The questions arising upon this case may be considered under two general inquiries:

1. Does the record present a proper case for a mandamus; and if so, then,

2. Had the circuit court of this district jurisdiction of the case, and authority to issue the writ?

Under the first head of inquiry, it has been considered by the counsel on the part of the postmaster general, that this is a proceeding against him to enforce the performance of an official duty. And the proceeding has been treated as an infringement upon the executive department of the government; which has led to a very extended range of argument on the independence and duties of that department; but which, according to the view taken by the court of the case, is entirely misapplied. We do not think the proceeding in this case, interferes, in any respect whatever, with the rights or duties of the executive; or that it involves any conflict of powers between the executive and judicial departments of the government. The mandamus does not seek to direct or control the postmaster general in the discharge of any official duty, partaking in any respect of an executive character; but to enforce the performance of a mere ministerial act, which neither he nor the President had any authority to deny or control.

We shall not, therefore, enter into any particular examination of the line to be drawn between the powers of the executive and judicial departments of the government. The theory of the

For Relator

constitution undoubtedly is, that the great powers of the government are divided into separate departments; and so far as these powers are derived from the constitution, the departments may be regarded as independent of each other. But beyond that, all are subject to regulations by law, touching the discharge of the duties required to be performed.

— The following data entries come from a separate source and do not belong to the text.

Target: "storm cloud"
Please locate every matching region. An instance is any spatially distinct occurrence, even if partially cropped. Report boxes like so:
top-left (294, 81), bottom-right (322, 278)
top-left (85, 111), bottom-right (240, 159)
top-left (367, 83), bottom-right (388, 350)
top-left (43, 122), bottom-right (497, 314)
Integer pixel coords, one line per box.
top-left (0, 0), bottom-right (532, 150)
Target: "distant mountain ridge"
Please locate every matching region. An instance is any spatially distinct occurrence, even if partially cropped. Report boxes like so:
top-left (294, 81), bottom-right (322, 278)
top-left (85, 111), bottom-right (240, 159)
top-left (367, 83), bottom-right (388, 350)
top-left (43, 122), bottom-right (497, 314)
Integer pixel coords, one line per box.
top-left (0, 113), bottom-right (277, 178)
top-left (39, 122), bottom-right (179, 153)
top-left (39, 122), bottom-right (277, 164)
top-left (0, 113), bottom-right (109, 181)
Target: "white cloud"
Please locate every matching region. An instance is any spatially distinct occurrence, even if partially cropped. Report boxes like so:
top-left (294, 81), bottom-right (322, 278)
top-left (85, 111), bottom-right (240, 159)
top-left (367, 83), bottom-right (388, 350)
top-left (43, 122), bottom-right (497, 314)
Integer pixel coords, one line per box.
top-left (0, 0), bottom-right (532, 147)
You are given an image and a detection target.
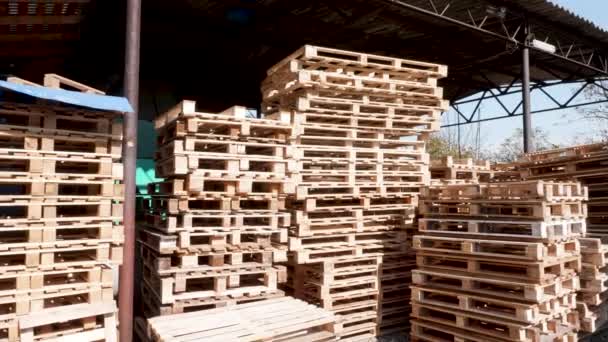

The executive power is vested in a President; and as far as his powers are derived from the constitution, he is beyond the reach of any other department, except in the mode prescribed by the constitution through the impeaching power. But it by no means follows, that every officer in every branch of that department is under the exclusive direction of the President. Such a principle, we apprehend, is not, and certainly cannot be claimed by the President.

There are certain political duties imposed upon many officers in the executive department, the discharge of which is under the direction of the President. But it would be an alarming doctrine, that congress cannot impose upon any executive officer any duty they may think proper, which is not repugnant to any rights secured and protected by the constitution; and in such cases, the duty and responsibility grow out of and are subject to the control of the law, and not to the direction of the President. And this is emphatically the case, where the duty enjoined is of a mere ministerial character.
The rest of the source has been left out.